Open aboba opened 4 years ago
Hi Bernard, thanks for keeping us up-to-date!
We have not been able to upgrade to the latest version of the Google code yet, but are working on it. That Insertable Streams API looks a priori extremely promising, if it does what I think it does, and if so then I am pretty sure we want to integrate it ASAP. But the upgrade to Google's latest code (on-going on the experimental/undock
branch) precludes that; we are now waiting on microsoft/winrtc to provide parity on video capture with what we have currently with webrtc-uwp-sdk, which is scheduled to happen soon. Until then we cannot switch to that branch, as we have no video on UWP, so that would be a regression compared to our current master
state.
@djee-ms One of the goals of the Insertable Streams Origin Trial is to gather feedback on the API from developers. @alvestrand had a question about how much meta-data might need to be inserted within the "Insertable Stream". This might affect the interaction with congestion control.
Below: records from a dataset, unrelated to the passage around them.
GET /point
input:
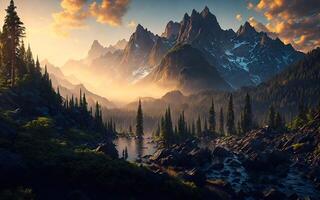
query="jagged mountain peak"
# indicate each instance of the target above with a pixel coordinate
(172, 30)
(246, 30)
(185, 68)
(205, 11)
(186, 17)
(199, 27)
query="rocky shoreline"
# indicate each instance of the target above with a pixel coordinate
(262, 165)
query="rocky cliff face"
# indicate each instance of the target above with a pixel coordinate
(242, 58)
(172, 30)
(189, 73)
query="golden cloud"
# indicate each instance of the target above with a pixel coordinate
(250, 6)
(75, 12)
(132, 24)
(261, 27)
(72, 16)
(239, 17)
(109, 11)
(295, 22)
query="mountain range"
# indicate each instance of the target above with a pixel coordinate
(69, 86)
(242, 58)
(298, 83)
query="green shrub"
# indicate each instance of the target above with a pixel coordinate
(40, 124)
(297, 146)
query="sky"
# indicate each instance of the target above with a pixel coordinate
(59, 30)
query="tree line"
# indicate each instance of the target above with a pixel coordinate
(171, 133)
(20, 72)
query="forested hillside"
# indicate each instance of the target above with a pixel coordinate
(56, 148)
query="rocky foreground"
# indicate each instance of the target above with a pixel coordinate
(264, 164)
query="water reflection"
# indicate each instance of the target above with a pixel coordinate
(136, 148)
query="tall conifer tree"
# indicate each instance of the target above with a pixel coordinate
(13, 31)
(139, 121)
(212, 118)
(230, 117)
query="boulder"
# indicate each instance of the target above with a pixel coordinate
(195, 175)
(221, 152)
(108, 149)
(273, 194)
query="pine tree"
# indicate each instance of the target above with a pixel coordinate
(30, 62)
(38, 67)
(22, 67)
(169, 126)
(279, 125)
(246, 122)
(212, 118)
(193, 129)
(230, 117)
(199, 128)
(12, 32)
(221, 122)
(205, 126)
(157, 133)
(167, 132)
(271, 118)
(182, 126)
(139, 121)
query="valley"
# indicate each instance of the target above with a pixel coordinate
(195, 111)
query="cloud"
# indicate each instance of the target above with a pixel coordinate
(250, 6)
(295, 22)
(72, 16)
(75, 12)
(109, 11)
(239, 17)
(261, 27)
(132, 24)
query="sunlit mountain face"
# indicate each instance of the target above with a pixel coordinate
(170, 99)
(112, 47)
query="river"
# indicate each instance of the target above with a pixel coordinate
(137, 148)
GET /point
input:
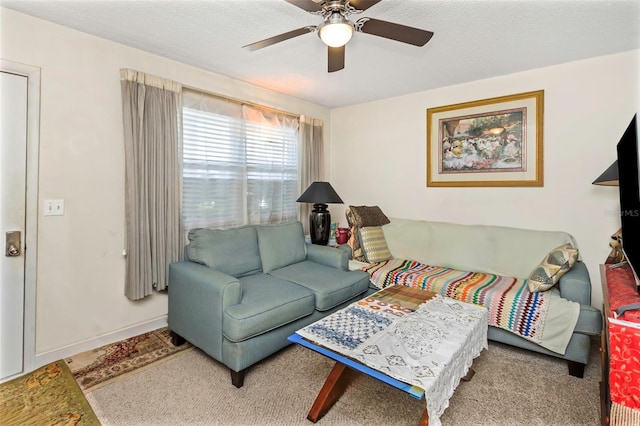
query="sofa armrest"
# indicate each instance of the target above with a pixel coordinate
(575, 285)
(328, 256)
(198, 297)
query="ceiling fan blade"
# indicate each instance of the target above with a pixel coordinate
(363, 4)
(336, 58)
(308, 5)
(277, 39)
(392, 31)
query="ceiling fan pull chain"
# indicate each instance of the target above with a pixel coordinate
(359, 23)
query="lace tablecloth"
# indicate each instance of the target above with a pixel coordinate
(431, 347)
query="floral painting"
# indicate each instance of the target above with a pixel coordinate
(483, 143)
(490, 142)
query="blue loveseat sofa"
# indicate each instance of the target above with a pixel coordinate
(241, 292)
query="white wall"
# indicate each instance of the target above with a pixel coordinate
(80, 268)
(379, 154)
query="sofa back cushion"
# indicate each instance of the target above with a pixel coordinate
(499, 250)
(281, 245)
(233, 251)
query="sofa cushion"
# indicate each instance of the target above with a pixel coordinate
(233, 251)
(267, 303)
(499, 250)
(281, 245)
(362, 216)
(554, 265)
(373, 244)
(330, 286)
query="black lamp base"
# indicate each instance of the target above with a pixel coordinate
(320, 224)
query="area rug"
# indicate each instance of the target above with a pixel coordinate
(47, 396)
(98, 367)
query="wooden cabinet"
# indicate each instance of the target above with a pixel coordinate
(619, 289)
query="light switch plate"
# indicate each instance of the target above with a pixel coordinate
(53, 207)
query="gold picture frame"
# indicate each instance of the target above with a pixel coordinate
(491, 142)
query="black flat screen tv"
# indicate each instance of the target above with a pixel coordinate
(629, 185)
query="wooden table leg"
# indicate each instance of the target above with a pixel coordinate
(333, 388)
(424, 420)
(469, 375)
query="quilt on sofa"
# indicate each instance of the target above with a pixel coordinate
(511, 305)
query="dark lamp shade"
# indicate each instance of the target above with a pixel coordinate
(320, 193)
(609, 177)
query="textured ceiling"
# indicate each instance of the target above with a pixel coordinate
(473, 40)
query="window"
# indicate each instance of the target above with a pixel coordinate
(240, 164)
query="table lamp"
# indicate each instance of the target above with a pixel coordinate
(610, 178)
(320, 194)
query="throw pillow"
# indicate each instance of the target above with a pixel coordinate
(358, 217)
(554, 265)
(374, 246)
(367, 216)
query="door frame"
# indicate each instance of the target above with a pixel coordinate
(31, 209)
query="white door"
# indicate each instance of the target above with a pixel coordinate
(13, 166)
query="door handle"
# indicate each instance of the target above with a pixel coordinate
(13, 244)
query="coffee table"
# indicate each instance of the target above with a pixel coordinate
(436, 338)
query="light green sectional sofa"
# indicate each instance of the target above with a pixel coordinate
(509, 252)
(241, 292)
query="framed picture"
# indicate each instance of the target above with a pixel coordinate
(490, 142)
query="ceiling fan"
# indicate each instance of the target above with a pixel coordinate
(336, 29)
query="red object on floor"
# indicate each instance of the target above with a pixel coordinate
(622, 291)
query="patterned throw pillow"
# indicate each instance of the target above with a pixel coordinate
(554, 265)
(358, 217)
(367, 216)
(374, 246)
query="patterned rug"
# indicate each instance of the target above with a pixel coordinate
(46, 396)
(100, 366)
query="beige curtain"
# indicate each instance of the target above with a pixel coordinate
(151, 113)
(312, 160)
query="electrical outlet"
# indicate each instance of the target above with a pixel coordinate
(53, 207)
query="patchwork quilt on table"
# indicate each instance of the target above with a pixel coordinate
(511, 305)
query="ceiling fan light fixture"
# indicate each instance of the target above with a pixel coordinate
(337, 31)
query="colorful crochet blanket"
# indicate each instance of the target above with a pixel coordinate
(511, 305)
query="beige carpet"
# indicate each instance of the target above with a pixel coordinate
(511, 387)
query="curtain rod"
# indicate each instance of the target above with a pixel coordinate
(241, 102)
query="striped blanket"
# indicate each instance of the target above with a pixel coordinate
(511, 305)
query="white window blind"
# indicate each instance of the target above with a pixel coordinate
(240, 164)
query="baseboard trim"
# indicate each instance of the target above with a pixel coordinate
(95, 342)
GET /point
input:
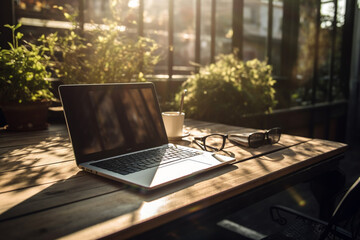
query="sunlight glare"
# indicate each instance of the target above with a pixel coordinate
(133, 4)
(149, 209)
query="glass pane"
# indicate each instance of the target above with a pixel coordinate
(277, 36)
(305, 53)
(205, 38)
(255, 29)
(339, 87)
(156, 22)
(184, 33)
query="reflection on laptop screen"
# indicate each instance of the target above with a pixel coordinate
(107, 121)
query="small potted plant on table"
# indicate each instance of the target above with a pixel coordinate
(24, 92)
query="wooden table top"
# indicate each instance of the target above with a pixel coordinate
(44, 195)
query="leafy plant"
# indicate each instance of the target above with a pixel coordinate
(229, 89)
(23, 71)
(102, 54)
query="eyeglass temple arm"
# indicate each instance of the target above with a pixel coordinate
(202, 146)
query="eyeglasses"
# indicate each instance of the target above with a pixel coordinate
(216, 142)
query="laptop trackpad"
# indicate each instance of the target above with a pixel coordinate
(177, 170)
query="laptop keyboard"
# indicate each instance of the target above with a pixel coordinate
(139, 161)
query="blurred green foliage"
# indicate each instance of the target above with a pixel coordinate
(229, 89)
(101, 54)
(23, 71)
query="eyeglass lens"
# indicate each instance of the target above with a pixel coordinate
(214, 143)
(256, 140)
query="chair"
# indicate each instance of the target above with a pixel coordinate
(343, 224)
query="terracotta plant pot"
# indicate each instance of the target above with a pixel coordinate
(26, 116)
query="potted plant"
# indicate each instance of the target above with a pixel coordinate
(24, 91)
(104, 53)
(229, 89)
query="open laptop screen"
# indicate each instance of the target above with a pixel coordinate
(112, 119)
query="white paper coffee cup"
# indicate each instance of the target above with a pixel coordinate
(174, 122)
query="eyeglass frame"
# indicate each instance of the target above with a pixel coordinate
(266, 139)
(265, 134)
(204, 146)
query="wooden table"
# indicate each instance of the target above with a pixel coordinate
(43, 194)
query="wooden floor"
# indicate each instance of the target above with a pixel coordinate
(44, 192)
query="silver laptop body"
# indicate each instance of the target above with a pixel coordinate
(114, 126)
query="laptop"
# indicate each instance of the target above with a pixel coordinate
(117, 131)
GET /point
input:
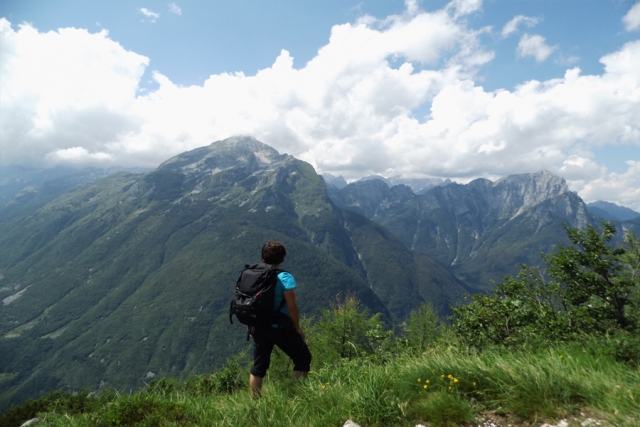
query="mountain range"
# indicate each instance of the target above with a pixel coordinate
(118, 280)
(129, 277)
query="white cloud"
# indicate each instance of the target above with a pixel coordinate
(534, 46)
(149, 14)
(175, 9)
(632, 19)
(622, 189)
(512, 26)
(73, 96)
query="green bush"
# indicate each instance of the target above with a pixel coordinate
(588, 288)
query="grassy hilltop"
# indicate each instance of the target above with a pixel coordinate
(441, 384)
(546, 345)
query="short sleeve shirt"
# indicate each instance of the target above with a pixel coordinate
(286, 282)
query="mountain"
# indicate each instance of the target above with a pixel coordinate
(23, 189)
(611, 212)
(130, 277)
(336, 181)
(483, 229)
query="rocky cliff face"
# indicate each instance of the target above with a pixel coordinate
(134, 273)
(482, 229)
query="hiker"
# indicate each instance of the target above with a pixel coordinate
(286, 332)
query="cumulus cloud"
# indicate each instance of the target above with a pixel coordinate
(72, 96)
(534, 46)
(149, 14)
(631, 20)
(175, 9)
(512, 26)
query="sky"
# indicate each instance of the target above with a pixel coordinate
(462, 89)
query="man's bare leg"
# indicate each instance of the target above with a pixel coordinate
(255, 385)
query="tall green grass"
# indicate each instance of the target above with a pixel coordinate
(442, 386)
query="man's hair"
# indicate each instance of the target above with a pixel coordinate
(273, 252)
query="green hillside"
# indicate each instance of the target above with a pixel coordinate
(130, 277)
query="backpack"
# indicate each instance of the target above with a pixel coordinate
(255, 293)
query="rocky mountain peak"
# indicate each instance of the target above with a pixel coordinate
(237, 151)
(516, 194)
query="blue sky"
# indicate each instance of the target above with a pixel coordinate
(459, 89)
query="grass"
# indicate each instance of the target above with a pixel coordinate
(442, 387)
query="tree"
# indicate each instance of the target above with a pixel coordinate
(588, 288)
(345, 331)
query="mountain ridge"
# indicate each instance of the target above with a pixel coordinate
(137, 271)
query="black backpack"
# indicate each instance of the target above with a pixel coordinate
(254, 298)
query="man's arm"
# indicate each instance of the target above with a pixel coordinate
(292, 306)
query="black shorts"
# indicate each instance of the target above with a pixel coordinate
(287, 339)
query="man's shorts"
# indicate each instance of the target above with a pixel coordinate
(287, 339)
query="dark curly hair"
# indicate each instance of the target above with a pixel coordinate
(273, 252)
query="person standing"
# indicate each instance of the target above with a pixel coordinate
(286, 333)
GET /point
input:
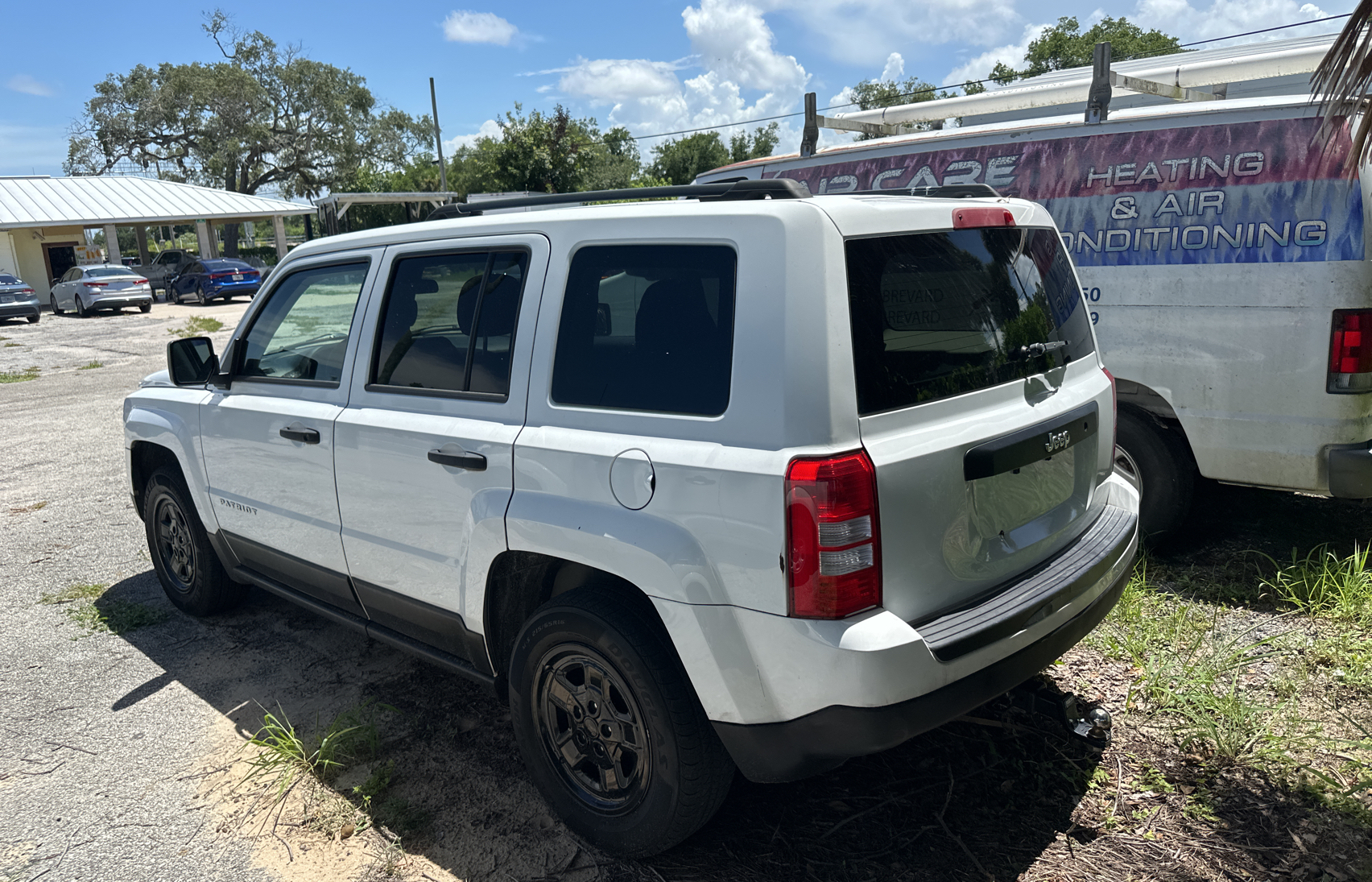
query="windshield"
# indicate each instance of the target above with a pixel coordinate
(941, 314)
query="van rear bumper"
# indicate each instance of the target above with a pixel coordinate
(824, 739)
(1350, 472)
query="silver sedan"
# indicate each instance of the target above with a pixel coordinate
(88, 288)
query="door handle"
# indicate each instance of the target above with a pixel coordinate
(469, 462)
(300, 433)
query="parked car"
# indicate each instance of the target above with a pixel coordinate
(721, 480)
(208, 280)
(88, 288)
(165, 267)
(17, 300)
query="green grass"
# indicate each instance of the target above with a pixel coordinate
(196, 327)
(97, 614)
(1325, 585)
(27, 374)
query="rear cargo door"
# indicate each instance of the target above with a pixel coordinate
(981, 405)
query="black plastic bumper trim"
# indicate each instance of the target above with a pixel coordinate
(1350, 472)
(820, 741)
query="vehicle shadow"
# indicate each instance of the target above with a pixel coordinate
(966, 800)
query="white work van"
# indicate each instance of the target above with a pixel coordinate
(1223, 259)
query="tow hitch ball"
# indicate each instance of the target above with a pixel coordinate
(1083, 719)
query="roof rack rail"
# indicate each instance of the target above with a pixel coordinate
(947, 191)
(729, 191)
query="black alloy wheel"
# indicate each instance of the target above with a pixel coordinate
(610, 726)
(593, 729)
(183, 557)
(176, 546)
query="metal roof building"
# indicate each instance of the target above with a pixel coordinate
(43, 220)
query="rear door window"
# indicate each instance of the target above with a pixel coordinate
(648, 328)
(449, 323)
(941, 314)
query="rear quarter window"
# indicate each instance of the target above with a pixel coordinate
(947, 313)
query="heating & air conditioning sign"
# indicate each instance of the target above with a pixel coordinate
(1250, 193)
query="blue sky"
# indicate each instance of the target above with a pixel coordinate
(653, 64)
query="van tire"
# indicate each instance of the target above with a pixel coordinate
(681, 771)
(1167, 474)
(183, 557)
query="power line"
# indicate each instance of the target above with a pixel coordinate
(932, 89)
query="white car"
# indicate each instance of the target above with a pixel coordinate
(88, 288)
(740, 479)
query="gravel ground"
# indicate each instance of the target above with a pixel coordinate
(99, 734)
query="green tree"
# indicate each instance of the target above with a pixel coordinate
(537, 152)
(261, 117)
(1064, 46)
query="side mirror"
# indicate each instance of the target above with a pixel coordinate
(191, 361)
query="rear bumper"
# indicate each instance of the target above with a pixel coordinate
(1350, 472)
(822, 739)
(19, 310)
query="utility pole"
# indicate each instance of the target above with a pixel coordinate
(438, 140)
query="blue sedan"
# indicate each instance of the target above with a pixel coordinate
(206, 280)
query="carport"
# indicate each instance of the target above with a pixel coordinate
(43, 220)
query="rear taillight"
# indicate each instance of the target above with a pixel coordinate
(1350, 351)
(833, 549)
(972, 218)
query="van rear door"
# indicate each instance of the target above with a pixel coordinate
(981, 405)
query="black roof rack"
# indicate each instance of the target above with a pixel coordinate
(947, 191)
(726, 191)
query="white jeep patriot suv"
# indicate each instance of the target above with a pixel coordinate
(738, 479)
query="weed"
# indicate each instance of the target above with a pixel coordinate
(27, 374)
(198, 325)
(95, 612)
(1324, 583)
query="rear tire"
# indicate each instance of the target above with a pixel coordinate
(1165, 475)
(185, 563)
(594, 678)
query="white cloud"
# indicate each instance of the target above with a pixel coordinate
(27, 84)
(489, 129)
(742, 77)
(1228, 17)
(1013, 55)
(863, 32)
(895, 68)
(468, 27)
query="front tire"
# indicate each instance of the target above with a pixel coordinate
(610, 727)
(185, 563)
(1165, 474)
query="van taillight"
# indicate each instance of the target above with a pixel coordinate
(1350, 351)
(1114, 415)
(833, 549)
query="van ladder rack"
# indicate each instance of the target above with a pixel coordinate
(726, 191)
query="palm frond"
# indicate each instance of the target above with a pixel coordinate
(1344, 80)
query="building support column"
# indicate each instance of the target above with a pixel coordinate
(142, 234)
(279, 228)
(202, 234)
(111, 244)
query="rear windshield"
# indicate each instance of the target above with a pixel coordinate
(940, 314)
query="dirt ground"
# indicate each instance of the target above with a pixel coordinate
(154, 719)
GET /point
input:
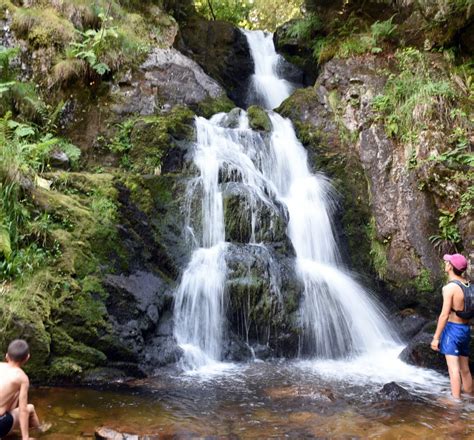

Are we talking about ~10 B of meta-data or 1 KB?
We didn't investigate a lot, but my intuition is much closer to 1 KB than 10 B; for 10 B you can already make some fake RTP header extension, but the biggest problem is the size limit. Typical use is passing a camera matrix associated with the head pose, so at best 3-4 floats (12-16 B), and that's already too big I think for 1 RTP header extension, you need 2. And that's really the bare minimum info needed, I expect developers to make good use of more space.
It would be interesting to know the threshold at which the interaction with congestion control needs to be considered. If there's some strong implementation reasons to keep it in the low 100s of bytes, perhaps that'd be workable for the scenarios we currently know about (a handful of transforms + some user data). But as Jerome says, if we can avoid making devs worry about this limit, that'd be great.
Chrome (and Edge) WebRTC implementations now have experimental support for the Insertable Streams API.
This API makes it possible to communicate metadata along with audio and video, keeping it in sync.
A presentation on the API can be found here.
An article on its use in AR is here
Is it possible to support this API, given that it requires passing parameters within
RTCConfiguration
?